Мушкой винтовки я поковырял между передними зубами. И сделал собственный вывод: для профессионального солдата самое большое счастье — когда он может кого-то укусить. Но мне, конечно, таких высот не достичь никогда — это я знал точно.
— Воины, — произнес Порицкий, — перед часовой ротой стоит задача, ничем не отличающаяся от тех, какие стоят перед любой ротой с на ала времен! Задача вашей часовой роты — убивать! Вопросы есть?
Военный кодекс всем нам зачитывали. И мы хорошо знали, что задавать разумные вопросы — хуже, чем зарубить собственную матушку. Поэтому вопросов не было. Подозреваю, в таких случаях их не было никогда.
— К бою готовсь! — распорядился Порицкий.
Мы выполнили команду.
— Штыки примкнуть! — приказал Порицкий.
Мы и тут не подкачали.
— В наступление, девочки? — спросил Порицкий.
О-о, этот человек был отменным психологом. Я понял, что в этом главное отличие офицера от рядового.
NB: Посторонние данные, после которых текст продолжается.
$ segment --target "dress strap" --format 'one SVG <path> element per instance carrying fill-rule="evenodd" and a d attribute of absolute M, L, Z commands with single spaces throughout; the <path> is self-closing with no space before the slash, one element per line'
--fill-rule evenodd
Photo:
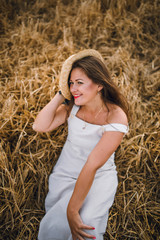
<path fill-rule="evenodd" d="M 104 126 L 104 131 L 122 132 L 127 133 L 129 127 L 121 123 L 110 123 Z"/>
<path fill-rule="evenodd" d="M 73 107 L 72 107 L 70 115 L 74 115 L 75 116 L 76 113 L 78 112 L 79 108 L 80 108 L 80 106 L 77 106 L 77 105 L 74 104 Z"/>

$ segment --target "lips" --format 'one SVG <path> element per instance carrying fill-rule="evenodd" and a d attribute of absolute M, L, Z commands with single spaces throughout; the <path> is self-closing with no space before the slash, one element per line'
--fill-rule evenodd
<path fill-rule="evenodd" d="M 74 98 L 76 99 L 76 98 L 79 98 L 81 95 L 74 95 Z"/>

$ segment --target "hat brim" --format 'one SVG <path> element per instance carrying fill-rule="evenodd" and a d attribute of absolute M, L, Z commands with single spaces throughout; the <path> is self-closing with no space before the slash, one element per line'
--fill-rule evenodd
<path fill-rule="evenodd" d="M 59 88 L 62 92 L 62 95 L 68 100 L 71 99 L 71 93 L 68 86 L 68 77 L 72 69 L 72 65 L 75 61 L 87 56 L 94 56 L 99 58 L 101 61 L 104 61 L 103 57 L 98 51 L 94 49 L 86 49 L 74 55 L 71 55 L 69 58 L 65 60 L 65 62 L 62 65 L 60 78 L 59 78 Z"/>

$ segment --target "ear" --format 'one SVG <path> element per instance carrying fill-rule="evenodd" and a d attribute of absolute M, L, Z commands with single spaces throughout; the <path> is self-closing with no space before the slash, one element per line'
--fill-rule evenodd
<path fill-rule="evenodd" d="M 98 85 L 98 92 L 100 92 L 103 89 L 102 85 Z"/>

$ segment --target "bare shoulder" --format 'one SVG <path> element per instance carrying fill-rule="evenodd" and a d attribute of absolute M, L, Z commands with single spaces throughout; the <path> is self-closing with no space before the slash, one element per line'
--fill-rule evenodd
<path fill-rule="evenodd" d="M 108 116 L 109 123 L 120 123 L 120 124 L 128 125 L 127 115 L 122 108 L 113 104 L 110 104 L 109 108 L 110 108 L 109 116 Z"/>
<path fill-rule="evenodd" d="M 67 115 L 69 116 L 73 107 L 73 103 L 70 102 L 69 104 L 62 104 L 62 105 L 63 105 L 63 108 L 67 111 Z"/>

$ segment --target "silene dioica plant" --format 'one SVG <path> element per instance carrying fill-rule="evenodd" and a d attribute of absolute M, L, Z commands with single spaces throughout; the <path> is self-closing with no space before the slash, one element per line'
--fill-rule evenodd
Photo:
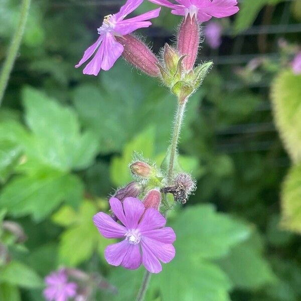
<path fill-rule="evenodd" d="M 109 264 L 130 269 L 141 264 L 145 267 L 146 271 L 141 279 L 137 300 L 143 299 L 151 274 L 160 273 L 163 268 L 161 262 L 170 262 L 176 254 L 173 243 L 176 233 L 165 227 L 168 211 L 177 203 L 186 203 L 196 188 L 192 176 L 179 168 L 177 144 L 185 106 L 212 65 L 211 62 L 195 65 L 201 40 L 201 25 L 212 17 L 231 16 L 239 10 L 236 0 L 177 0 L 176 4 L 168 0 L 149 1 L 183 16 L 176 45 L 166 44 L 161 55 L 155 55 L 133 33 L 150 26 L 149 20 L 159 16 L 161 8 L 126 18 L 143 2 L 127 0 L 119 12 L 104 18 L 97 29 L 98 39 L 75 66 L 79 67 L 90 60 L 83 73 L 97 76 L 101 70 L 112 68 L 122 56 L 138 70 L 157 77 L 158 84 L 168 87 L 178 102 L 171 143 L 162 166 L 135 154 L 129 163 L 133 182 L 117 190 L 110 198 L 110 215 L 99 212 L 93 218 L 101 235 L 121 240 L 106 248 L 104 255 Z M 75 279 L 74 282 L 69 281 L 69 277 Z M 45 279 L 47 286 L 44 296 L 55 301 L 65 301 L 70 297 L 86 299 L 84 293 L 80 293 L 76 283 L 76 279 L 82 282 L 84 277 L 79 271 L 70 269 L 53 272 Z"/>

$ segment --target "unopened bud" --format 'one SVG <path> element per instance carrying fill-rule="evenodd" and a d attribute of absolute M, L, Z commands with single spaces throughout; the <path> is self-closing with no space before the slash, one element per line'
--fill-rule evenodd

В такой момент сказать нам «девочки» вместо «мальчики» — да мы так разъярились, что в глазах потемнело.
Ну, сейчас мы порвем весь этот бамбук с тряпками в такие клочья, что делать удочки да лоскутные одеяла больше будет не из чего!
Находясь в луче этой чертовой машины времени, ты испытывал странные чувства — тебя будто одолевал грипп, на глазах были бифокальные очки, предназначенные для человека с никуда не годным зрением, при этом ты словно оказался внутри гитары. Если это устройство не улучшить, едва ли оно станет популярным, а про безопасность и говорить нечего.
Поначалу никакого народа из тысяча девятьсот восемнадцатого мы не увидели. Увидели только их окопы и колючую проволоку, чего на самом деле уже не было. Мы шли по этим окопам, будто их покрывали стеклянные крыши. Мы шли через колючую проволоку, но штаны оставались целыми. То есть проволока и окопы были не нынешними, а из тысяча девятьсот восемнадцатого.